I think that the logic here is that patent rights are designed to be “exclusive” and our history of property has always seen this right to exclude as the most fundament right within the bundle of rights.
OK, but “exclusive” can mean the right to exclude other than the patent owner from making, selling or importing products covered by the patent. That is, not necessarily the right of a patent owner to prevent the public from obtaining any patented products from anyone. And there were some decisions to that effect long before eBay or the Fed. Cir.

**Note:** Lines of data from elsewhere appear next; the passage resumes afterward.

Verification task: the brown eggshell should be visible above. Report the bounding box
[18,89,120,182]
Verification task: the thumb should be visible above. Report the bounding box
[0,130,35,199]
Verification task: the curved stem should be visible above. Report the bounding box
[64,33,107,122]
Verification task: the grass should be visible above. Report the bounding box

For a modern hypothetical, what if a small pharma company had a controlling patent on the only effective drug for another major fatal epidemic, could not produce it in sufficient quantities, but refused to license it?
Thanks Paul. IMO, you’ve highlighted one of the fundamental tensions in property law – the balance between exclusive rights and public access to resources. The pharmaceutical example you raise is particularly apt. Traditional property law has long recognized limitations on absolute property rights, especially in cases of necessity or public emergency. The doctrine of necessity in property law allows for temporary intrusion on property rights when urgently needed to prevent serious harm. Similarly, eminent domain and other governmental powers can override property rights when public welfare demands it. In the pharmaceutical context, we have additional mechanisms like march-in rights under Bayh-Dole, compulsory licensing provisions under international law, and various regulatory frameworks that can help ensure public access while still respecting patent rights. One key aspect here is that these are structured limitations to the right of exclusion, rather than simply negating those rights altogether. In the background though, we need to recognize that the US has developed an unusually strong property rights regime — perhaps the strongest in history and we can ask if it goes too far and overvalue the right to exclude over other important social values and human needs.

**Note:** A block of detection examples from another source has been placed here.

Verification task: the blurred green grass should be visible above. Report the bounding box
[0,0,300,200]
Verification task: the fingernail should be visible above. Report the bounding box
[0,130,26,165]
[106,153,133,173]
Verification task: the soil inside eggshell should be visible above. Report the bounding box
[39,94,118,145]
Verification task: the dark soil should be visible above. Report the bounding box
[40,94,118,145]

Hello Professor—I think a simple counter example to this argument may be the fair use doctrine in copyright law.
Prior to the current codification of fair use (which says that it’s non-infringement), the fair use doctrine functions more like a defence that forgives someone’s the intrusion upon an author’s exclusive right. Thus, the existence of reasonable/fair use doctrine, which the Supreme Court has sometimes justified on the basis of implied consent that a reasonable author would give, is at least in tension with the notion that an author (or inventor) would always suffer an irreparable harm.

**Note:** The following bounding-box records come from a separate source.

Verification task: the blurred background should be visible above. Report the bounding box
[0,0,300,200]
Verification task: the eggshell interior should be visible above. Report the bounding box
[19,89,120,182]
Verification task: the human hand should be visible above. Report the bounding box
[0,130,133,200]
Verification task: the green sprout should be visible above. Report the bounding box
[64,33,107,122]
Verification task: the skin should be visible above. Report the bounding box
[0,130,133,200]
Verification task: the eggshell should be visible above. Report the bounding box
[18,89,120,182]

In addition, I am quite skeptical of historical statistics about injunctive relief in patent law. For one, many historical arguments do not adequately address the division of courts of equity and law, and the historical difficulties associated with calculating damages; indeed, the concept of reasonable royalty didn’t even exist until the turn of the 20th century. For another, rules governing equitable relief is not static—it is based on what is equitable, or fair, in light of the circumstances. In my view, relying on what’s equitable or fair in the 1800s—without adequately addressing the social and technological developments over the last 200 years—is not a compelling argument. Nor is a historical argument particularly impactful when an issue of equitable relief does not arise to the level of a constitutional argument, for originalism’s emphasis on historical evidence applies only to matters of constitutional law.
Moreover, I don’t see why laws and standards governing a suit over a unique baseball (and other unique items) is not adequate for patent law.
I digress. In any case, a presumption of irreparable harm does not necessarily mean that there is a lack of adequate remedy at law (e.g., damages may be sufficient), nor does it compel a finding that the patentee had suffered more harm than the infringer/public.
Thanks for a great summary, and, as always, I would love to hear your thoughts!